Google's AlphaGo team has been working on chess

CheckersGuy · Post by **CheckersGuy** » Wed Dec 13, 2017 3:50 pm

Milos wrote:
CheckersGuy wrote:
syzygy wrote:
hgm wrote:
syzygy wrote:But you seem to assume that AlphaZero's NN isn't worth much, or at least not worth more than 1000 nodes in SF's tree.
But that is not just an assumption, we kow that from a simple extrapolation, don't we? In fig. 2a of the AlphaZero paper we see that the Elo of AlphaZero drops below that of Stockfish at ~300ms/move (i.e. 24k AlphaZero nodes), and is some 120 Elo worse at 40ms/move (3.2k nodes). That is 120 Elo for a factor 8 reduction in tree size, and there are early 4 more factors 8 to go before we are at a tree size of a single node. By that time Stockfish' 1000 nodes would be about 600 Elo stronger than AlphaZero's single node. If we assume 70 Elo per doubling for Stockfish, we could reduce its tree size to about 2-3 nodes to get it on par with AlphaZero's single node.

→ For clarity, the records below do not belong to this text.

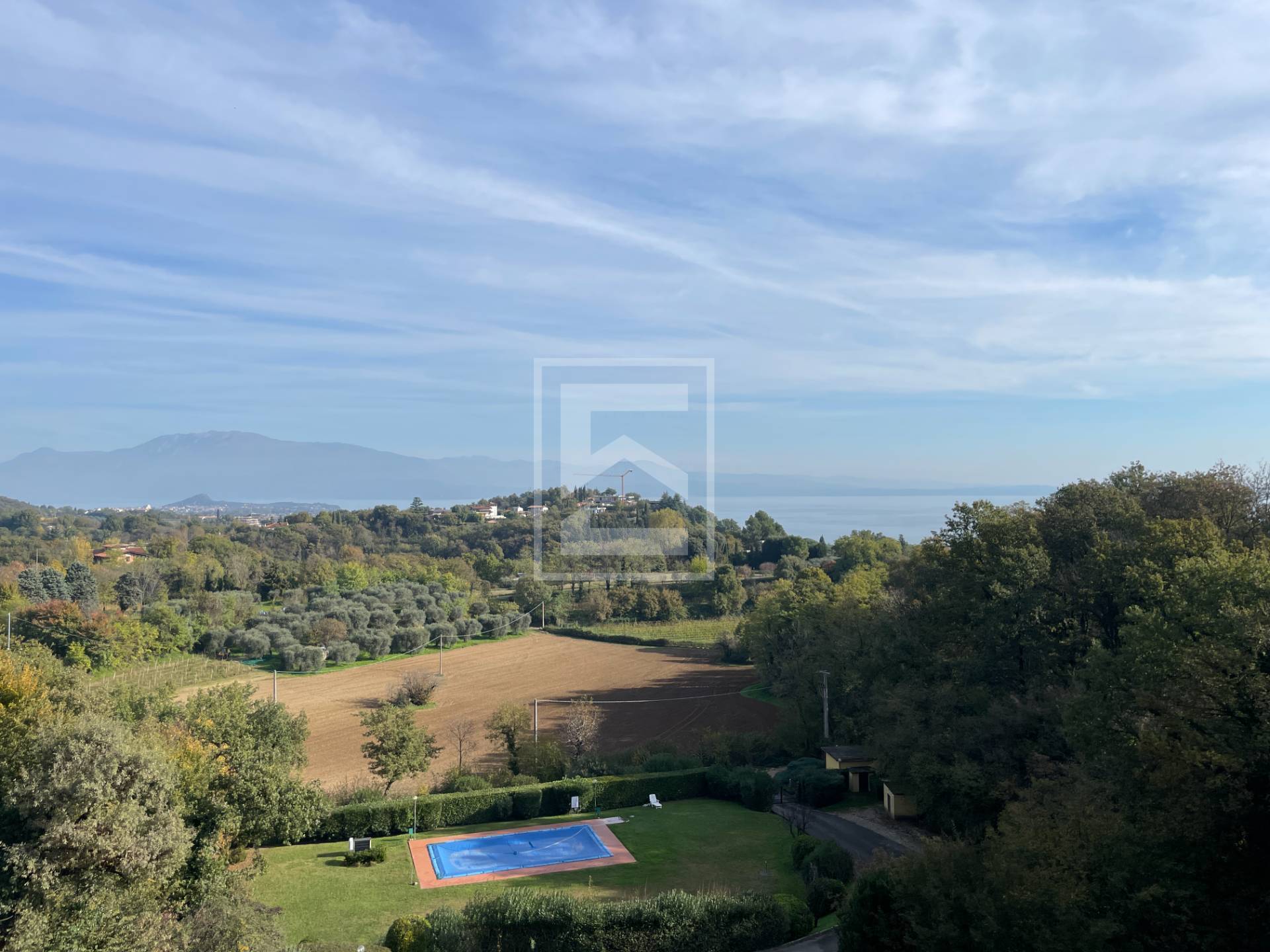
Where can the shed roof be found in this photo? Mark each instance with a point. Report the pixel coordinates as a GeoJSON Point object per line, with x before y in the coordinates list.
{"type": "Point", "coordinates": [847, 753]}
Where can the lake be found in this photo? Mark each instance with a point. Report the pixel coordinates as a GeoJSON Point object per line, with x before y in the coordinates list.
{"type": "Point", "coordinates": [908, 516]}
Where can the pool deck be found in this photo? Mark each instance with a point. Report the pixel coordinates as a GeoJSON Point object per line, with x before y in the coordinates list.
{"type": "Point", "coordinates": [429, 879]}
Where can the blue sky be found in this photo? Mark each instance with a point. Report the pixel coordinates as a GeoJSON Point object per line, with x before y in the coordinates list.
{"type": "Point", "coordinates": [978, 241]}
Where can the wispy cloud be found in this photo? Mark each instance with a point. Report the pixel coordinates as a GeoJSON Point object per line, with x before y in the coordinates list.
{"type": "Point", "coordinates": [931, 197]}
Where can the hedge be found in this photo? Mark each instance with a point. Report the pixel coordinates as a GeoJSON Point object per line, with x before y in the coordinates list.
{"type": "Point", "coordinates": [588, 635]}
{"type": "Point", "coordinates": [520, 920]}
{"type": "Point", "coordinates": [385, 818]}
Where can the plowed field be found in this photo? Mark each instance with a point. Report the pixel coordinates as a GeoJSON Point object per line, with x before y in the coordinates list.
{"type": "Point", "coordinates": [480, 677]}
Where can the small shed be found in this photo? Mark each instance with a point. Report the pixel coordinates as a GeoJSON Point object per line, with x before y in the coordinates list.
{"type": "Point", "coordinates": [843, 757]}
{"type": "Point", "coordinates": [897, 804]}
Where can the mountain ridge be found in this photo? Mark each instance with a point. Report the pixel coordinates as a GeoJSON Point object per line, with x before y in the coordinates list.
{"type": "Point", "coordinates": [235, 465]}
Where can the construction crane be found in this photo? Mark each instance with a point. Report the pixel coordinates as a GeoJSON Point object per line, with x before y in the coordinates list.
{"type": "Point", "coordinates": [619, 475]}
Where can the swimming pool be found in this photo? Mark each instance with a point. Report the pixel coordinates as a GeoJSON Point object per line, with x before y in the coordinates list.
{"type": "Point", "coordinates": [515, 851]}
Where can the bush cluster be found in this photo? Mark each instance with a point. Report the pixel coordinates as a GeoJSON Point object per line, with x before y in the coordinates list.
{"type": "Point", "coordinates": [745, 785]}
{"type": "Point", "coordinates": [825, 895]}
{"type": "Point", "coordinates": [392, 816]}
{"type": "Point", "coordinates": [519, 920]}
{"type": "Point", "coordinates": [366, 857]}
{"type": "Point", "coordinates": [374, 621]}
{"type": "Point", "coordinates": [826, 861]}
{"type": "Point", "coordinates": [588, 635]}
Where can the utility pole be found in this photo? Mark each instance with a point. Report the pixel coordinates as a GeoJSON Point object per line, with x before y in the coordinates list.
{"type": "Point", "coordinates": [825, 701]}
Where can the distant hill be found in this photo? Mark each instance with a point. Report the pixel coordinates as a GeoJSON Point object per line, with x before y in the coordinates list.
{"type": "Point", "coordinates": [205, 504]}
{"type": "Point", "coordinates": [235, 465]}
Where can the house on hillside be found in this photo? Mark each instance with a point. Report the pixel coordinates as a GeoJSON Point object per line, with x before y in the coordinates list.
{"type": "Point", "coordinates": [898, 805]}
{"type": "Point", "coordinates": [124, 554]}
{"type": "Point", "coordinates": [857, 763]}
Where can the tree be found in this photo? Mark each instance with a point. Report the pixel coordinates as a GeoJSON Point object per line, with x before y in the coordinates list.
{"type": "Point", "coordinates": [127, 590]}
{"type": "Point", "coordinates": [55, 586]}
{"type": "Point", "coordinates": [97, 820]}
{"type": "Point", "coordinates": [530, 593]}
{"type": "Point", "coordinates": [581, 728]}
{"type": "Point", "coordinates": [760, 527]}
{"type": "Point", "coordinates": [81, 587]}
{"type": "Point", "coordinates": [262, 746]}
{"type": "Point", "coordinates": [464, 731]}
{"type": "Point", "coordinates": [730, 594]}
{"type": "Point", "coordinates": [31, 586]}
{"type": "Point", "coordinates": [509, 725]}
{"type": "Point", "coordinates": [397, 746]}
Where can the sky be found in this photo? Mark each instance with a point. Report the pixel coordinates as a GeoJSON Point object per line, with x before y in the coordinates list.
{"type": "Point", "coordinates": [943, 240]}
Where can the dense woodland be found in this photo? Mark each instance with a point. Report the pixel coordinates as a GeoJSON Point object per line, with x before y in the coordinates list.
{"type": "Point", "coordinates": [1076, 694]}
{"type": "Point", "coordinates": [1079, 695]}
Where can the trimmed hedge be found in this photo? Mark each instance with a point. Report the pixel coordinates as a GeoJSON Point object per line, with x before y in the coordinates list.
{"type": "Point", "coordinates": [520, 920]}
{"type": "Point", "coordinates": [526, 804]}
{"type": "Point", "coordinates": [365, 857]}
{"type": "Point", "coordinates": [386, 818]}
{"type": "Point", "coordinates": [588, 635]}
{"type": "Point", "coordinates": [825, 895]}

And that makes sense. I don't believe a NN could be much more accurate than QS, when the situation gets complex.
QS is an interesting point. It seems AlphaZero doesn't care whether the position being expanded and NN-evaluated is a quiet position or not.

But the QS point also shows that an evaluation function only works with a minimum of search. The evaluation function can know a lot about passed pawns, but if a relatively simple combination wins the pawn, that knowledge is not worth much. For the same reason I do not yet rule out that the strength of AlphaZero's evaluation function becomes more apparent as its search takes care of the immediate tactics that its NN cannot grasp.
I think you have something mixedup. The tree is only built up once per game and this tree won't be kept in the memory after the root position changes (your opponent or yourself made a move).

If you look at the explanation on wikipedia this is actually pretty clear
Sorry, but your the one who mixed it up.
Play (Figure 2d). At the end of the search AlphaGo Zero selects a move a to play in the root position s0, proportional to its exponentiated visit count, pi(a|s0) = N(s0,a)^1/τ / Sum(N(s0,b)^1/τ), where τ is a temperature parameter that controls the level of exploration. The search tree is reused at subsequent time-steps: the child node corresponding to the played action becomes the new root node; the subtree below this child is retained along with all its statistics, while the remainder of the tree is discarded.

Tree tree is still not kept in memory once the game is over. So where is the bookLearning ?

As for the 8 step history. Where do you get that the 8 step history is equivalent to an 8 ply search ?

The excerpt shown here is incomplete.